Sr. Data Engineer – AWS Glue & Snowflake, Healthcare Payer
Location – Midtown Manhattan, NYC- 4day Onsite
Position Summary
We are seeking a highly skilled Senior Data Engineer with deep expertise in AWS Glue and cloud-based data engineering to design, build, and optimize scalable data integration solutions. This role will be responsible for developing enterprise-grade ETL/ELT pipelines, managing large-scale data movement, and supporting modern analytics platforms built on AWS and Snowflake.
The ideal candidate combines strong software engineering practices with hands-on experience in AWS data services, PySpark development, and cloud-native architecture.
Key Responsibilities
Data Pipeline Development
- Design, develop, and maintain scalable ETL/ELT pipelines using AWS Glue.

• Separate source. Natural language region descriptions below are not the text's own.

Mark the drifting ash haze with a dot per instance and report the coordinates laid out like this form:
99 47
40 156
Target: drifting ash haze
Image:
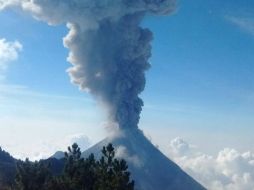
109 53
109 50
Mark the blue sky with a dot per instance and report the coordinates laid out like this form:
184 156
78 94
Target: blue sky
200 86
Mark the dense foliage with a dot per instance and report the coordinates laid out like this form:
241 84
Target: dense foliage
107 173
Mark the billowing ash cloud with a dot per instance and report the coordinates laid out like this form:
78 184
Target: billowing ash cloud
109 50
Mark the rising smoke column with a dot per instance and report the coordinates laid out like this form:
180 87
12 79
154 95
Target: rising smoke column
109 51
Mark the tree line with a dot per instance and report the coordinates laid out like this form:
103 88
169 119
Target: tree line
106 173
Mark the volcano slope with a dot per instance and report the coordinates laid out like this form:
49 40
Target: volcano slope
150 169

- Build and optimize Glue Jobs, Crawlers, Data Catalogs, and Glue Workflows.
- Develop PySpark and Python-based transformation logic for large-scale data processing.
- Create reusable data ingestion frameworks and automation capabilities.

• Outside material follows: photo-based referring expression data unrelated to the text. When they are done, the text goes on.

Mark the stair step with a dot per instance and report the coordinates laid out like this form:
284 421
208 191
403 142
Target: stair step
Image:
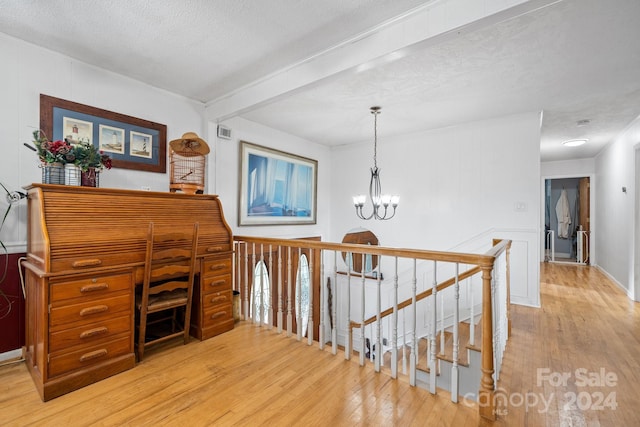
447 354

- Implement robust error handling, monitoring, and recovery mechanisms.
AWS Data Platform Engineering
- Design and maintain data solutions leveraging AWS services including:
- AWS Glue
- Amazon S3
- IAM
- Lake Formation
- CloudWatch
- Lambda
- Step Functions
- EventBridge
- Ensure secure, scalable, and cost-effective data platform operations.
- Optimize AWS resource utilization and processing performance.
Snowflake Integration
- Build and maintain data pipelines that ingest, transform, and load data into Snowflake.
- Optimize Snowflake loading patterns, staging strategies, and transformation workflows.
- Collaborate with data modelers and analytics teams to support reporting and business intelligence initiatives.
Data Quality & Governance
- Implement data quality controls, validation routines, and monitoring processes.
- Support data lineage, metadata management, and governance requirements.
- Troubleshoot data anomalies and performance bottlenecks across the platform.
Engineering & DevOps
- Develop solutions using Infrastructure as Code and CI/CD best practices.
- Utilize Git-based source control and automated deployment pipelines.
- Participate in architecture reviews and technical design discussions.
- Mentor junior engineers and promote engineering standards.
Required Qualifications
- Bachelor''s degree in Computer Science, Information Systems, Engineering, or related field.
- 5+ years of experience in Data Engineering or ETL development.
- 3+ years of hands-on AWS Glue development experience.
- Strong Python and PySpark programming skills.
- Advanced SQL development skills.
- Experience building cloud-native data pipelines on AWS.
- Experience integrating with Snowflake or similar cloud data warehouses.
- Knowledge of data warehousing concepts and dimensional modeling.
- Experience working with large datasets and distributed processing frameworks.
Preferred Qualifications
- AWS Certified Data Engineer – Associate or Specialty certification.
- Experience with Apache Spark optimization and tuning.
- Experience with dbt.
- Experience with Airflow, Step Functions, or other orchestration tools.
- Experience with Kafka, Kinesis, or streaming data platforms.
- Experience with healthcare, insurance, financial services, or other regulated industries.
- Familiarity with Kimball dimensional modeling methodologies.
Technical Skills
Required
- AWS Glue
- PySpark
- Python
- SQL
- Amazon S3
- Snowflake
- Data Warehousing
- ETL/ELT Development
- Git
Preferred
- dbt
- Airflow
- Step Functions
- Lambda
- Lake Formation
- Terraform
- CloudFormation
- Kafka/Kinesis
- Docker
Success Factors
- Strong software engineering mindset.
- Expertise in building reliable and scalable data pipelines.
- Ability to troubleshoot complex data integration issues.
- Strong communication and collaboration skills.
- Focus on automation, performance optimization, and operational excellence.
Ideal Candidate Profile
An engineer who can independently design a data ingestion framework, write PySpark transformations in AWS Glue, optimize Snowflake loads, automate deployments through CI/CD, and serve as the technical expert for enterprise data integration initiatives.